The latest rotten egg is the notion that Canada’s political “left”—that is, the Liberals, the NDP, and the Greens—need to unite into a single party. The cost of not doing so, apparently, will be a more or less permanent camp-out in the political wilderness as the Conservatives are handed as many electoral victories as elections they care to engineer.
This idea was first seriously floated almost two years ago when the former NDP strategist Jamey Heath released his book Dead Centre, which argued that the NDP needed to move toward the centre, feast on the carcass of the Liberals, and—as his book’s blurb put it—“charge forward with a progressive agenda.”
Like just about every idea that comes from an NDP strategist, Heath’s proposal got absolutely zero pickup, least of all from Liberals who, with their 103 seats to the NDPs 29, certainly didn’t feel like a party that was down for the count and ripe for a kicking. But it is amazing what losing two elections in a row can do to Liberal confidence. One defeat, especially if it results in the smallest minority government in the country’s history, can be chalked up as an aberration. But two? Perhaps that means the prevailing electoral winds really have shifted.

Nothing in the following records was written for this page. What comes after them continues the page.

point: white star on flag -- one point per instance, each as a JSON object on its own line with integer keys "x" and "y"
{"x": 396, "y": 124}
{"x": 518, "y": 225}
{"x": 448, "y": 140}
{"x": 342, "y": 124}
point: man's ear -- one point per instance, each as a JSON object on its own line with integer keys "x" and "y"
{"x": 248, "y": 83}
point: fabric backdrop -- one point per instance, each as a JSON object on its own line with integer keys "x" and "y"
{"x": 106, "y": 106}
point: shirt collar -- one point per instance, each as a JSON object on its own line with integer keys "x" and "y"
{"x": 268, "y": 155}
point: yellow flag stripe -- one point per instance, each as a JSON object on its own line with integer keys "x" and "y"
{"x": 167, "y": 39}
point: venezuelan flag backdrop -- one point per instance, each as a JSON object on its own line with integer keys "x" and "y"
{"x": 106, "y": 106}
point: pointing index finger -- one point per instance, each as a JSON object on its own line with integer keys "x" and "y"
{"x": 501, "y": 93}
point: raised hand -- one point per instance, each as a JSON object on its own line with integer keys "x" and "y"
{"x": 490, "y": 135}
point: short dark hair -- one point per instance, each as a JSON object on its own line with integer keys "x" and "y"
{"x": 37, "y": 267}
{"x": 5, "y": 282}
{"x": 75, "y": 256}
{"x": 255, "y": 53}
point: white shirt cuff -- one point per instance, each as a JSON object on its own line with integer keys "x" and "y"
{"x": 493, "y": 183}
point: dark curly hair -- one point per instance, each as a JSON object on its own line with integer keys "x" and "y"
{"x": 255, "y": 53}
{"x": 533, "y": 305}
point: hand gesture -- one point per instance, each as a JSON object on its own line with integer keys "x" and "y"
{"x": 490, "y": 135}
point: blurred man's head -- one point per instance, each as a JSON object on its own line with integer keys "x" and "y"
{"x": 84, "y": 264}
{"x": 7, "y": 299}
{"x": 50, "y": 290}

The eternity of “Gritlock” ushered in by Jean Chrétien’s third majority actually lasted just long enough for Paul Martin to introduce the nation to Bono. But being more poorly acclimatized to life on the east side of the House of Commons, it has taken the Liberals just shy of three years to start having nightmares about “Torylock.” Now, having given the electoral map of Canada a once-over, they can’t see an easy route back to power, and many have started musing openly about opening the flaps of the tent and inviting the NDP and even the Greens to join them in some big centre-left party, the New Liberal Greens or something like that.
Forget big tent—more like big top. Can you imagine what a three-ringed circus this new party would be? For a hint as to how clownish the whole idea is, consider that it is being sold as a good idea by a couple of long-time Tory stalwarts—Norman Spector, who was Mulroney’s chief of staff for a spell, and Rod Love, who spent a long time as Ralph Klein’s chief fixer. When you start taking free advice from your political opponents, odds are you’ll get something worth considerably less than what you paid for it.

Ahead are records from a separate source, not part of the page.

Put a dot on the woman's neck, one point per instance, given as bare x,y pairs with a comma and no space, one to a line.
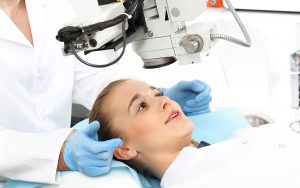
160,161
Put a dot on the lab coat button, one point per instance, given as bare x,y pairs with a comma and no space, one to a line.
281,145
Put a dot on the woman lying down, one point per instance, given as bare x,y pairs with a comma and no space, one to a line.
157,140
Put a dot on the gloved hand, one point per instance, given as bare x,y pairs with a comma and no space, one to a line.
86,154
192,96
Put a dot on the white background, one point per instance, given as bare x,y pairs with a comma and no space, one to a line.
276,5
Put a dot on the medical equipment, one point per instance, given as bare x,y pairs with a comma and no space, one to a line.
156,28
295,91
295,79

It is surprising that so many people seem to think that it’s likely, or even necessary, for the Liberals and the left to merge. To begin with, the merger of the PCs and the Canadian Alliance was hardly the historic accomplishment its architects seem to think it was. Given that we’re talking here about two factions of a party that had been united, in one form or another, since before Confederation, the 15 years they spent living apart counts as little more than a brief marital spat.

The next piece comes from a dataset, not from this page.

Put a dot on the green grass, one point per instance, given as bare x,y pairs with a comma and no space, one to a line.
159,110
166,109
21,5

In contrast, the NDP and the Liberals have no known common ancestor, and if Frankenstein politics is your bag you might as well throw the Marxists and the Libertarians into the mix and watch the nuts and bolts fly. Most NDP supporters have a manic hatred for the Liberals, and—no small thanks to Jack Layton’s success in installing Stephen Harper at 24 Sussex—Liberals are starting to feel the same way about the NDP.
Of course, even people who despise one another can find common ground when the strategic vista on offer is attractive enough. And when you do some basic math, the thought of uniting three parties that combined took around 52 per cent of the vote in the past two elections appears irresistible. If the NDP and the Liberals alone came together, they’d still be harvesting somewhere around 45 per cent of voters, enough to guarantee a healthy majority under our electoral system.
But this all assumes that support for the united party will at least match the sum of its parts. And there’s absolutely no reason to think that’s true. Many, perhaps even most, Liberal voters would be more comfortable voting Tory than they would for a party that had absorbed the NDP. Meanwhile, a great many NDP voters would sooner vote Green, or even Conservative in some parts of the country, than for a party that was dominated by the old Liberal caucus.
The Liberals have won plenty of majorities with the NDP on their left. When they win, it’s by taking votes away from the centre-right, not from the far left. Meanwhile, a merger would be a disaster for the NDP, a party whose entire raison d’être—notwithstanding Jack Layton’s recent I’m-running-for-prime-minister Walter Mitty routine—is that it is a party of conscience, not of power.
A unite-the-left movement would result in a left even more shattered and demoralized than it is now, leaving the Tories to feast on the carcass for decades to come. In recent years, close to one-third of Canadian voters have willingly cast their votes for parties that have no chance of forming a government, and there is no sensible reason to deny them the opportunity to continue to do so.